They’ve dug up Ronald Reagan again, polished him up, and shoved him back into the spotlight—this time in a movie starring Trump’s most loyal foot soldiers, Dennis Quaid and Jon Voight. You couldn’t write a better piece of propaganda if you tried. Voight, who’s been babbling praise for Trump since the 2016 election, and Quaid, another right-wing cheerleader, now glorifying the puppet king himself—Reagan.
But the truth is, Reagan wasn’t some shiny American hero. He was a well-oiled corporate marionette, dangling from the strings of the wealthy elite, grinning while dragging America into the muck. Hollywood is trying to sell you the myth, but let’s tear back the curtain and take a good hard look at the real Ronald Reagan.
The Puppet Show

Picture this: Ronald Reagan, a cartoonishly wide smile plastered on his face, arms stretched out, pulling strings like a grinning puppet master. On one hand, the War on Drugs, Iran-Contra, crack cocaine flooding Black neighborhoods. On the other: welfare cuts, corporate greed, and the godforsaken mess of Reaganomics. All in perfect harmony, all at the expense of regular, working-class Americans.
Reagan wasn’t pulling the strings—he was the puppet. Behind every smile and “America is great” speech was a corporate elite pulling him every which way to ensure that the rich stayed rich, the poor stayed poor, and anyone in between either got a bullet or a prison sentence.
War on Drugs: The Racist Machine

Reagan’s “War on Drugs” was a smoke-and-mirrors trick—on the surface, a noble crusade against addiction. In reality, it was a hammer coming down hard on Black and Latino communities. Crack cocaine, a cheap, potent drug that tore through inner cities, became the government’s new public enemy number one. Meanwhile, powdered cocaine—the Wall Street drug of choice—was given a light slap on the wrist. Reagan’s 1986 Anti-Drug Abuse Act slammed down with mandatory minimum sentences, and entire generations of Black men were locked up for good.
This wasn’t about stopping drugs; it was about criminalizing people of color, a legacy that still rips through the criminal justice system today.
Iran-Contra: Weapons, Cocaine, and Hypocrisy

Now comes the juicy part: Iran-Contra. While Reagan wagged his finger at America, telling us to “just say no,” his administration was funneling crack cocaine into inner-city streets. Reagan’s boys sold arms to Iran (yes, Iran), took that dirty cash, and used it to fund the Contras in Nicaragua, a bunch of freedom-fighting thugs who were also smuggling drugs into the U.S.
The old man claimed he “didn’t recall” the details. Right. But the scandal was real, and the crack epidemic that decimated Black neighborhoods was Reagan’s filthy fingerprint all over it.
Reaganomics: The Corporate Free-for-All
Let’s talk Reaganomics—trickle-down economics, or as it should be called, the biggest economic con job of the 20th century.
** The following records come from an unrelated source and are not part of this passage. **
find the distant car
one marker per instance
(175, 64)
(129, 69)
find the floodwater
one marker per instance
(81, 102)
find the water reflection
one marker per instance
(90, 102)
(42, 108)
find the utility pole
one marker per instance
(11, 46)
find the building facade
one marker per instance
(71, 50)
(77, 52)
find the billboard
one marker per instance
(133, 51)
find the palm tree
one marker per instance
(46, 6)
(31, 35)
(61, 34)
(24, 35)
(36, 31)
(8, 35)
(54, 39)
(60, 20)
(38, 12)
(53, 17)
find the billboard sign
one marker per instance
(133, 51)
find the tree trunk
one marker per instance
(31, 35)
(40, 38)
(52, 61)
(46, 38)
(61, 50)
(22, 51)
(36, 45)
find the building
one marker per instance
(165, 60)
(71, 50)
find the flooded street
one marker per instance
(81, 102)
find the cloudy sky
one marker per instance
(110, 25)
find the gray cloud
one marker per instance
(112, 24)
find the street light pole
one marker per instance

Reagan’s economic plan was simple: cut taxes for the rich, deregulate corporations, and let the cash trickle down to the little people. Spoiler alert: it didn’t. What trickled down was poverty, stagnant wages, and unemployment. What trickled up were the billions sucked up by corporations and the ultra-wealthy while the rest of America was left clutching pennies.
Reagan wasn’t saving the American Dream. He was selling it off to the highest bidder.
Nancy’s Empty Slogan
Meanwhile, Nancy Reagan was busy swanning around with her “Just Say No” campaign, pushing the idea that drug addiction was a simple matter of willpower. Just say no, and your problems will vanish, right? That condescending slogan did nothing to address the systemic issues that drove addiction—poverty, lack of opportunity, and, of course, the drugs Reagan’s own administration helped push into inner cities.
Hollywood bought it. America ate it up. But “Just Say No” was the icing on the shit cake Reagan served the country.
Dennis Quaid and Jon Voight: The Bootlickers
Fast forward to now—Dennis Quaid and Jon Voight, two of the most outspoken Trump acolytes in Hollywood, slapping a fresh coat of paint on Reagan’s rotting legacy. Of course, they’re glorifying him. Quaid and Voight have been licking Trump’s boots for years, so it’s no surprise they’re digging up Reagan’s corpse to prop him up as a saint of conservatism.
The movie isn’t about Reagan’s life—it’s about propping up an ideology that Reagan helped cement, one that still screws over working-class Americans today. The film is a shrine, a monument to a legacy of corporate greed, racial injustice, and a political agenda that benefits the top 1% while pretending to serve “patriots.”

The Real Reagan

Ronald Reagan was a puppet, plain and simple. A puppet for corporate elites, a puppet for racist policies, a puppet for the military-industrial complex. He grinned, he waved, and he gutted America while Hollywood cheered him on.
And now, with Quaid and Voight leading the charge, they want you to remember Reagan as some kind of saint, a leader who fought for the American people. But the reality? He sold the country out—and we’re still paying the price.